The colonel stared at him; Marder returned the stare. “Well, you’re certainly a direct bastard, Marder.”
“Yes, sir. I try to be. It saves time, and I figure if you want ass-kissing you’ve got all those guys over there to do it.” He gestured broadly to the waiting staffers.
“And dangerously close to insolent in the bargain.”
“Yes, sir, but I try to stay on the good side of that line. I figured you for an officer that can handle a little straight talk. You know and I know that you’re talking about something very close to a suicide mission. On the upside, obviously, any volunteers would get a full step up in grade and hazardous-duty pay.”
“Obviously. But I want you to know that should any of these volunteers get into trouble, the entire resources of the Seventh Air Force would be devoted to extracting them.”
“That’s good to know, sir. In that case, I would be happy to volunteer for the mission. Does it have a name, by the way, sir?”
“Yes, we’re calling it Iron Tuna,” said Honey Folger. He stood; Marder stood. “You’ll report to squadron immediately for your new orders,” said Folger, now looking intently off at the horizon, as if he could with enough effort see the trail. “And, Marder? Not a fucking word about any of this to anyone.”
* * *
Marder reconstructed this dialogue in his head, found it interesting and satisfying that he could still do it. Whether it was literally true or not he couldn’t have said. He did recall the feel in his hand of the little devices, which they immediately rechristened “voodoos,” and of the grinding, Sisyphean weight of the man-portable repeaters on his back. His view of Honey Folger was conflated with other images: the man left the USAF in ’71, still a light colonel, went into defense contracting with Raytheon, made a bundle, ran for Congress in Arizona, won a seat, and then wrecked himself like so many others in the savings-and-loan scandal. Marder could recall the man’s face, fleshier than it had been, with the deer/headlights look they all had coming out of the courtroom after the indictment. He remembered that shot more clearly than he did the interview that had changed his life, that morning under the striped umbrella at the Naked Fanny pistol range.
* * *
There was one other vehicle in the lot, a large RV, the source of the faint music Marder had heard earlier. As the morning wore on, other cars and campers arrived. Marder was trying to think of the names of the other two volunteers in his volunteer group, one a tall pale boy from Tennessee and the other an Italian from Providence they called Sandhog. Sandhog and…?
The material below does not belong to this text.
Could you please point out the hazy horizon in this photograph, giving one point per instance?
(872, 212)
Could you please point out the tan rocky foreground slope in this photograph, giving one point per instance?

While he was thus engaged, the rear door of the RV opened and Skelly emerged, and after him followed a middle-aged woman with teased blond hair and a tanned, ferrety face. She embraced Skelly warmly and her laugh rang across the parking lot, louder than the sound of the gulls. Then another woman stepped down, the same teased straw hair, the face less ferrety, pretty even, somewhat younger than the other. Marder figured them as sisters.